ふとテーブルの上にあるパンケーキを見ると、上に乗った紫芋のアイスがどろどろに溶けてしまっていた。
あぁー、溶けちゃった。
綺麗なきつね色だったはずのパンケーキは、見事に紫に染まってる。
ナイフとフォークを刺すと、その柔らかさが分かる。
もう、べちょべちょだ。
でも、溶けたアイスが染み込んでいて、これはこれで美味しいかもしれない。
そう思って口に入れるけど、うん、やっぱり溶ける前に食べきるべきだったと実感する。
ミルクティーと共に、騙し騙し口に入れようやく最後の一口だ。
食べ終わったら、どうしよう。
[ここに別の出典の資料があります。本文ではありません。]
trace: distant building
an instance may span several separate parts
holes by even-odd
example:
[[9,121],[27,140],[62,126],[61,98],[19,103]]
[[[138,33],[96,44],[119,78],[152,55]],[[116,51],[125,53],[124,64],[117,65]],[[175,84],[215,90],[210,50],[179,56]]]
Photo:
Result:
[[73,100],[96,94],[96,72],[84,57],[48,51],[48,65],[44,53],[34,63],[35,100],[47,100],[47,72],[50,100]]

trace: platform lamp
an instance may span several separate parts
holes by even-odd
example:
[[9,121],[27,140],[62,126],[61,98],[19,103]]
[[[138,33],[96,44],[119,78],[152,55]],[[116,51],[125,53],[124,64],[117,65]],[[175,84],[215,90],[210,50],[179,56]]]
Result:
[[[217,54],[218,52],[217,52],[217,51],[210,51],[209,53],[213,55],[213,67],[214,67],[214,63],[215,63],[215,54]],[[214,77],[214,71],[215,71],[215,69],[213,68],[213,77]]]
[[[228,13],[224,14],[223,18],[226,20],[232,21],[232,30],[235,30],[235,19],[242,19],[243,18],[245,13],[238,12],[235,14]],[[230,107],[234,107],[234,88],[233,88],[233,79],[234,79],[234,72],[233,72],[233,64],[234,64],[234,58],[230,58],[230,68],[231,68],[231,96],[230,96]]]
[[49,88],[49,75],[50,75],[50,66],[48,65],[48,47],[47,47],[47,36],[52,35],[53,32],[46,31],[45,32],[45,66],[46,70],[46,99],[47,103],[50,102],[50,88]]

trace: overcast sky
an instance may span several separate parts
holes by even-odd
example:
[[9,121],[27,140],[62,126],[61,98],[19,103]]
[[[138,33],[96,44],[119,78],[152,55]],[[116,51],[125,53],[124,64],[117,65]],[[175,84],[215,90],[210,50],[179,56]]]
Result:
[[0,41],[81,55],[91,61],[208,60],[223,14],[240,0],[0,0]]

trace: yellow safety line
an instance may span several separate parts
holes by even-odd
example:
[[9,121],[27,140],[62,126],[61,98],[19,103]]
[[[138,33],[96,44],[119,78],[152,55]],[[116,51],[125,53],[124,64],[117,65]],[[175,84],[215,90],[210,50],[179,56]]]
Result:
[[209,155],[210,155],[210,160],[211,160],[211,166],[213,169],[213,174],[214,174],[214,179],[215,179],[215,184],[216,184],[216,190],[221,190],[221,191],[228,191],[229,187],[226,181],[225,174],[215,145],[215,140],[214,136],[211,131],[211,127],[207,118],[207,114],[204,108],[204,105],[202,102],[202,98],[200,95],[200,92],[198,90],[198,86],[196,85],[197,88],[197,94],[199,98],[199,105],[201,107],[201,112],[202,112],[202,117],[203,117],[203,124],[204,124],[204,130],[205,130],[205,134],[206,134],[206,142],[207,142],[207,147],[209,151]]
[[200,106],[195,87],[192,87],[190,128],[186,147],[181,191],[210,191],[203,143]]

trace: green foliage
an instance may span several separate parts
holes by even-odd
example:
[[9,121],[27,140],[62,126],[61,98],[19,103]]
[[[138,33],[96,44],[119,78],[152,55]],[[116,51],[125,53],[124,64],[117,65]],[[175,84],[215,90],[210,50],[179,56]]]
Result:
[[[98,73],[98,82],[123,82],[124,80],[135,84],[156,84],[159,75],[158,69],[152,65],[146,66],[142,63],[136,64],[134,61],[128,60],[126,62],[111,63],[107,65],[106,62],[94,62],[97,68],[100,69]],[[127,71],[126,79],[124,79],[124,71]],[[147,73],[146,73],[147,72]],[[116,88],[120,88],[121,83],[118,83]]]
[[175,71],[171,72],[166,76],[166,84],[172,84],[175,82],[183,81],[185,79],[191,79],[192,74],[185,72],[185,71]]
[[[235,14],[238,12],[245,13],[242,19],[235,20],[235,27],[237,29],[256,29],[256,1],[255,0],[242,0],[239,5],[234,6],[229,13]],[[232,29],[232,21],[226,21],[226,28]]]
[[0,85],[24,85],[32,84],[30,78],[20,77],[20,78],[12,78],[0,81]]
買い物でもして帰ろうかな。
時計を見ると14時過ぎ。
最近の休日は、物思いにふけるうちに終わってしまい、かなり無駄に過ごしている。
このままじゃダメだ。
ちゃんとそう思っているのに、なかなかこの迷宮から抜け出せない。
本日何度目かの深い深いため息を吐きながら席を立とうとすると、私を真っ直ぐに見つめ近づいてくる人影に気づいた。
あ、あれは。
「菖蒲先生、ですよね?」
あっという間に目の前に立った人物は、今日も綺麗で凛としている。
「恵美ちゃんのお母さん…。」
口から出た言葉は、すごくすごくか細くて震えていた。